I definitely want to go see this.


----------



## S-O (Jun 20, 2008)

Sucked. Beyond belief. It started out kinda cool, but went to shit within 30 minutes. If Mr Shamawhatahoosey did the twilight zone or the Outer Limits, he would be awesome. This movie was incoherent and was just absolute shit IMHO.


If you must see it, rent it in a month, as it will not last in theaters.


----------



## Brendan G (Jun 20, 2008)

I saw the previews for it, and I thought it was the dumbest thing I've ever seen. It was people jumping off buildings and laying in front of lawn mowers, who the fuck would want to see that?


----------



## 7StringofAblicK (Jun 20, 2008)

I actually enjoyed it, but primarily because the score was beyond incredible. I've not heard a more interesting musical accompaniment in quite some time.

The acting was a bit cheesy at points, but I like the overall undertone of the movie. Its execution may have been fictional, but the idea that we may very well be harming the Earth is nothing to turn our heads at.


----------



## 7StringofAblicK (Jun 20, 2008)

I had lots of 'buts' in the previous post


----------



## yellowv (Jun 20, 2008)

Shit I guess none of you guys saw Lady in the Water. Now that was a fucking bomb of a movie right there, one of the worst i have ever seen. I thought signs and the village were okay and the sixth sense was good. I don't even want to watch this one after everyones comments.


----------



## eleven59 (Jun 24, 2008)

I actually enjoyed this movie, and I'd see it again.

Having said that:
1) The acting was good, the _writing_ not so great, and the _directing_ far from good. Zooey Deschanel was excellent in places when given an opportunity to stretch out a bit (her nervous twitches when she's feeling awkward were flawless).
2) M. Night tends to leave out important information to leave things open-ended so you have to think for yourself, which is fine, except that he takes some really obvious things that didn't need explanation and beats you over the head with it.
3) Certain moments _look_ like he's trying too hard. Like, you can tell it's just there because he thought it would look really cool and artsy. 

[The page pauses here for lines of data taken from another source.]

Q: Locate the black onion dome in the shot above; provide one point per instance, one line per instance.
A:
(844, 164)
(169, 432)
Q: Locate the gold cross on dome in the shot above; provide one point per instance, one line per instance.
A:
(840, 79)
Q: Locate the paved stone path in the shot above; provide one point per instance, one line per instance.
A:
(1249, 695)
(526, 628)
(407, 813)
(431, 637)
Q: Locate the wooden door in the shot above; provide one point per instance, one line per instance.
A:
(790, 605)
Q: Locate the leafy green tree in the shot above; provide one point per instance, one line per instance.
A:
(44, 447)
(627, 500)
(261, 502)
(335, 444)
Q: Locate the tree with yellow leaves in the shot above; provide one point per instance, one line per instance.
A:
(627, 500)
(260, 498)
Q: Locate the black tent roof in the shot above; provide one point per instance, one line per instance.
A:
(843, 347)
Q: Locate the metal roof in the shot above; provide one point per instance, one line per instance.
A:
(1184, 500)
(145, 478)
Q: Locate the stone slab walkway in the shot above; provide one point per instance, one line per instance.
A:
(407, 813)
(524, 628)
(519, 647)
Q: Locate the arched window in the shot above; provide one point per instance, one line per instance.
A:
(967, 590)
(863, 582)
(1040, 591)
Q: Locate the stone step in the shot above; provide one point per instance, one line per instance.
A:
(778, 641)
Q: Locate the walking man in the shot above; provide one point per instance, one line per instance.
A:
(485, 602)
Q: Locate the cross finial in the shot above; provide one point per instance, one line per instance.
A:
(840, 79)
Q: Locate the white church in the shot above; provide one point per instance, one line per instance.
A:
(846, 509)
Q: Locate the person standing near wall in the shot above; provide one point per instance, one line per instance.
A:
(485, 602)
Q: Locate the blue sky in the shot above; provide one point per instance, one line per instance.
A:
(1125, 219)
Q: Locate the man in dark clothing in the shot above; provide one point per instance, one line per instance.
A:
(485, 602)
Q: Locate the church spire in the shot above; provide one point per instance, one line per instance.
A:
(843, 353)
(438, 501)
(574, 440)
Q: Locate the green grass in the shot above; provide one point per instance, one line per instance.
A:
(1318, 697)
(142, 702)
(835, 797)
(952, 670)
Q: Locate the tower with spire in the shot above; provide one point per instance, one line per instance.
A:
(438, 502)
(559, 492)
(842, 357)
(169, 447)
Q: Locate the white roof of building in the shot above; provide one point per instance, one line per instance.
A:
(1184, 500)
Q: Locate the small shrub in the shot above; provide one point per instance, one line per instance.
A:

Overall, there's a good movie there, but it's a little buried in not-so-great directing. It kind of feels like it was rushed and left unfinished, like parts were thrown together. It's obvious he can't direct actors worth shit, and puts far too much focus on what the film looks like. I still enjoyed it enough to see it again, but I definitely had issues with it that made me wish someone else had directed it. There were some really interesting plot points, but then some major things kind of seemed just thrown in and predictable. The music was incredible, I really enjoyed that. 

As I said walking out of the theater, it was good, but if I wasn't reading the Stand, and hadn't just seen I Am Legend, Children of Men, Cloverfield, etc., etc. it wouldn't have looked as bad in comparison. 

Overall: See it for yourself, see what you think of it. I'd personally love to see this movie re-made by a better director. Or at least, I'm hoping for a "Director's Cut" DVD with some major changes


Spoiler



especially the ending



Spoiler section:


Spoiler



I really didn't particularly like the ending. It was alright, but it just seemed to obvious from _far_ too early in the film that he was trying really hard not to give it a twist ending. It was a little too clear that he was trying to get away from that criticism.


----------



## Elysian (Jun 24, 2008)

i saw this the other night, and it just plain sucked. terrible movie, the worst i've seen in years. the part that amazed me was that Sarah liked it. i wanted to leave in the middle, but i knew she was into it, so i had to stay. fuck you m night shamalanawhateverthefuckyourlastnameis.


----------